Autonome pour l’alimentation des animaux, l’exploitant souhaite planter de la luzerne d’ici deux à trois ans pour l’être aussi au niveau des apports protéiniques.
« Il y a beaucoup de tensions sur l’eau »
Une seconde retenue de 15 000 m³ est en projet sur la ferme de Maisonnais/Tardoire, leur site principal, un investissement de 20 000 € pour irriguer leurs 15 ha de maïs. « Le plus difficile, c’est la paperasse concède-t-il, on va passer par la Chambre d’agriculture, il faut compter un à deux ans pour que tout soit validé. C’est compliqué l’irrigation dans ce secteur proche de la Charente et de la Charente-Maritime. On est à la limite de trois départements et en plus, en tête de bassin Adour Garonne. Il faut laisser de l’eau pour le Sud, il y a beaucoup de tensions. »
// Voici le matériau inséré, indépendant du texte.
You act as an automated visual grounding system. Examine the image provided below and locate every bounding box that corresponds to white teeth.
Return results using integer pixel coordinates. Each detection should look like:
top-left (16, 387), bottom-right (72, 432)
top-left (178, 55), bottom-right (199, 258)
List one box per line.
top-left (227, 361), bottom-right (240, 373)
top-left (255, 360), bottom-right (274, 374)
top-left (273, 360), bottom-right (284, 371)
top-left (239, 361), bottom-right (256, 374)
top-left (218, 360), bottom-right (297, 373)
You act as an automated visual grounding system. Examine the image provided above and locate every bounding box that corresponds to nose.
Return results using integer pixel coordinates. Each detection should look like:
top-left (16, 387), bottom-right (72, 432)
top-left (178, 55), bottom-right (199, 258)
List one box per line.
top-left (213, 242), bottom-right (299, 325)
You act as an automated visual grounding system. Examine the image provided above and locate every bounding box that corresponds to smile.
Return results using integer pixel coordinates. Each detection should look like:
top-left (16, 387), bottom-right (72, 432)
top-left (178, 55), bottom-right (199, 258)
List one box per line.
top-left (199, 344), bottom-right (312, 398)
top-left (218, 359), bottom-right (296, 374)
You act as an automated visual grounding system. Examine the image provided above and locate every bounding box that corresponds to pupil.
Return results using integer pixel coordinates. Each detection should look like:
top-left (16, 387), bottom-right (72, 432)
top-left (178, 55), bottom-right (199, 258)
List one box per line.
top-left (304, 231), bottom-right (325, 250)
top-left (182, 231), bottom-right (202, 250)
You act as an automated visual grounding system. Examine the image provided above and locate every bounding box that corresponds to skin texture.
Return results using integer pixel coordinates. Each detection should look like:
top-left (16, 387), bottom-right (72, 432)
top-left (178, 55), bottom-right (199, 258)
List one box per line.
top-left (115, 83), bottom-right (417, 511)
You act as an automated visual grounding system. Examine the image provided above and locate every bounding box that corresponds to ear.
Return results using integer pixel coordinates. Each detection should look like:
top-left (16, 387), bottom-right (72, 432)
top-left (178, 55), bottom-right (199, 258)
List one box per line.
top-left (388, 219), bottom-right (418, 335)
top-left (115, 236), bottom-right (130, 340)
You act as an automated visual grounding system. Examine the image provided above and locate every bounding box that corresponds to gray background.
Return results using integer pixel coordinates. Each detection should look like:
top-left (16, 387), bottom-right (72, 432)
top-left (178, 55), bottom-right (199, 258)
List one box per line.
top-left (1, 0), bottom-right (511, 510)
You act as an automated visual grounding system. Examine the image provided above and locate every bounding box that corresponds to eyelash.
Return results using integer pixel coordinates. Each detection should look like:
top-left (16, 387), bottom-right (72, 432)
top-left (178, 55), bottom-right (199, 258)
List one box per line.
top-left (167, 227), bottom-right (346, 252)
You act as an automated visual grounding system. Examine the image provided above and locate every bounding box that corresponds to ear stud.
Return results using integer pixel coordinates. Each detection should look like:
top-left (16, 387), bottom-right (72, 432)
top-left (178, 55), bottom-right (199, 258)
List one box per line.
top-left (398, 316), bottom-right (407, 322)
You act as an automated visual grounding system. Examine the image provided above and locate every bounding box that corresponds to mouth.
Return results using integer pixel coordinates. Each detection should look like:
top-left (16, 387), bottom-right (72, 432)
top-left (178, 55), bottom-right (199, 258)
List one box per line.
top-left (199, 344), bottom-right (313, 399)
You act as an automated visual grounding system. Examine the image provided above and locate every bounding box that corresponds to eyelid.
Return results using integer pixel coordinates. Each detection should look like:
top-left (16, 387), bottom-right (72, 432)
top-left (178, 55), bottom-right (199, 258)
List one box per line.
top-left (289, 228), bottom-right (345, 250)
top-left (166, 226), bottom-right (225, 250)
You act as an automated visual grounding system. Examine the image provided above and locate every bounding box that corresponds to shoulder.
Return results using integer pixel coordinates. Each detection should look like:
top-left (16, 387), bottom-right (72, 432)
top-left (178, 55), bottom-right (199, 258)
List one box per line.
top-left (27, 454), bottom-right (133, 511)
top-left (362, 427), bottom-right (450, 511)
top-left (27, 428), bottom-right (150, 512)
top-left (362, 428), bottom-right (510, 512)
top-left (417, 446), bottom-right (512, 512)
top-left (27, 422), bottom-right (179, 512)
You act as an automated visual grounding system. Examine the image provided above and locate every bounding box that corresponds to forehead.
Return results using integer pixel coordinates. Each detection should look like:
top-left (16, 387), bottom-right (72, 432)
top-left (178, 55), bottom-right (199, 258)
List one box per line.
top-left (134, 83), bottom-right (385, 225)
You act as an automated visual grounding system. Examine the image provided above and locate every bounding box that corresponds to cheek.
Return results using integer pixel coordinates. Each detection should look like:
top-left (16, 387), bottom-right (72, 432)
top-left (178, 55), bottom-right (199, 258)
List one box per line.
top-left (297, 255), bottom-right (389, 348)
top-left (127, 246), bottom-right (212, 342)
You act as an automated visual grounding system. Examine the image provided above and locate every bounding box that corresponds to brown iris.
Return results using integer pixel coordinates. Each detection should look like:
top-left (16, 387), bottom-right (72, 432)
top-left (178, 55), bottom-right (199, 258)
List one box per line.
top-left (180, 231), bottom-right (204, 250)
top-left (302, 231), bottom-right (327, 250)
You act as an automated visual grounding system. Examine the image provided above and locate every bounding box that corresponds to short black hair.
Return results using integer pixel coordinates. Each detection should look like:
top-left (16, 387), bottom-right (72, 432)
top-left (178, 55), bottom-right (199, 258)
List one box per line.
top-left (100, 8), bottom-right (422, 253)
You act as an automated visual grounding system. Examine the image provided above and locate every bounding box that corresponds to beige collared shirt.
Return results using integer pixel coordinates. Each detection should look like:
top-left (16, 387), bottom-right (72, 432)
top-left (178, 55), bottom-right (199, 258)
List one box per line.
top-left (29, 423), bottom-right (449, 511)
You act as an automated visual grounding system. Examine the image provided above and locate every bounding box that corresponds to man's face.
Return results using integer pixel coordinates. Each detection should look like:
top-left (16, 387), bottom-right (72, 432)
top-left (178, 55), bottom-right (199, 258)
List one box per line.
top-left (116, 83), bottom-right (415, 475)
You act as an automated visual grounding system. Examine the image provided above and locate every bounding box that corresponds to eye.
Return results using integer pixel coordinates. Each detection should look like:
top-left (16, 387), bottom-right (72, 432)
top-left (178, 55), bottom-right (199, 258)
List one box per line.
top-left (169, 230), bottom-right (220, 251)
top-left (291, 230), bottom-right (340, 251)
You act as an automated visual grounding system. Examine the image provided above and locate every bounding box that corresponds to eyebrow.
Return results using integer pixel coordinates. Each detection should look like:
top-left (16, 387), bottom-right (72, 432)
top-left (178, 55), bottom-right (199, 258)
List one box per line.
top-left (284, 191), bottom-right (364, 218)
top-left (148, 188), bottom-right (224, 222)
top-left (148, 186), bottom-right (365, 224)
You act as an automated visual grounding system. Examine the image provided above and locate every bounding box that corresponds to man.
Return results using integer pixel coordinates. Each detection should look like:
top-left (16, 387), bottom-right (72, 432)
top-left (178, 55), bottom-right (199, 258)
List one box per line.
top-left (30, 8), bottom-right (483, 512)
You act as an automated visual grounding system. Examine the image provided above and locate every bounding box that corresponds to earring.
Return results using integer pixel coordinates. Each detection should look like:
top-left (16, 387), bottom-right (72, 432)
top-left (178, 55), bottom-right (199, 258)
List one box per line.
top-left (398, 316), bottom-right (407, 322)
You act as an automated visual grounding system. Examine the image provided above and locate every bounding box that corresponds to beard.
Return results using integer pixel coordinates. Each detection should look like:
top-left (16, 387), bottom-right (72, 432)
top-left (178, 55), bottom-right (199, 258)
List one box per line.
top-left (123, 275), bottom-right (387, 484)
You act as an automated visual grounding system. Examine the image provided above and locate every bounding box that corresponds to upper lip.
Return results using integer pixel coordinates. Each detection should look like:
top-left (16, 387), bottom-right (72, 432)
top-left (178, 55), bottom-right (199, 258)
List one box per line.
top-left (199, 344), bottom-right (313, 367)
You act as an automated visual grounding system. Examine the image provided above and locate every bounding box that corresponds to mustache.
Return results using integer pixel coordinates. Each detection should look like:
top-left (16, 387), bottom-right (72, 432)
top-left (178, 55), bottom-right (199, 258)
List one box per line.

A mots couverts, il évoquera les conflits sur les usages de l’eau, exacerbés par les sécheresses à répétition, parlant d’une véritable « guerre de l’eau.» Sans irrigation, ce maïs ensilé le 24 septembre, n’atteindrait pas 3,50 m. « Ils sont un peu moins beaux cette année car ils ont manqué de chaleur, on devrait avoir 15 à 18 tonnes de matière sèche/ha, sans irrigation, ce serait autour de 10 tonnes. » L’irrigation a cependant un coût, environ 5 000 € de consommation électrique et une charge de travail d’au moins 2 h par jour « quand il n’y a pas de panne lance-t-il, mais c’est notre assurance récolte pour pallier la sécheresse. Quand il y a de gros coups de chaleur, on est serein pas et la retenue se remplit tous les ans grâce à la pluie. »
Quant à l’abreuvement, un forage existait sur la ferme de Maisonnais/Tardoire pour l’abreuvement en bâtiment. Un système de drainage permet de récupérer l’eau et de l’amener dans les abreuvoirs des pâtures. « L’idée est de faire un deuxième forage sur la ferme de Saint-Mathieu pour abreuver tous les animaux car l’eau de ville, ça coûte cher. » Il sera réalisé le 10 septembre « un investissement de 5 000 à 6 000 € qui sera vite rentabilisé » annonce-t-il.
Le salon eau et agriculture du 10 septembre prochain a pour objectif de donner une dimension plus large à cette problématique. En plus de l’abreuvement des animaux, ce salon abordera l’irrigation afin de sécuriser la ressource en eau et d’augmenter les rendements. Des entreprises spécialisées feront découvrir des solutions et équipements innovants aux agriculteurs désirant mener un projet afin d’améliorer l’autonomie de leur exploitation.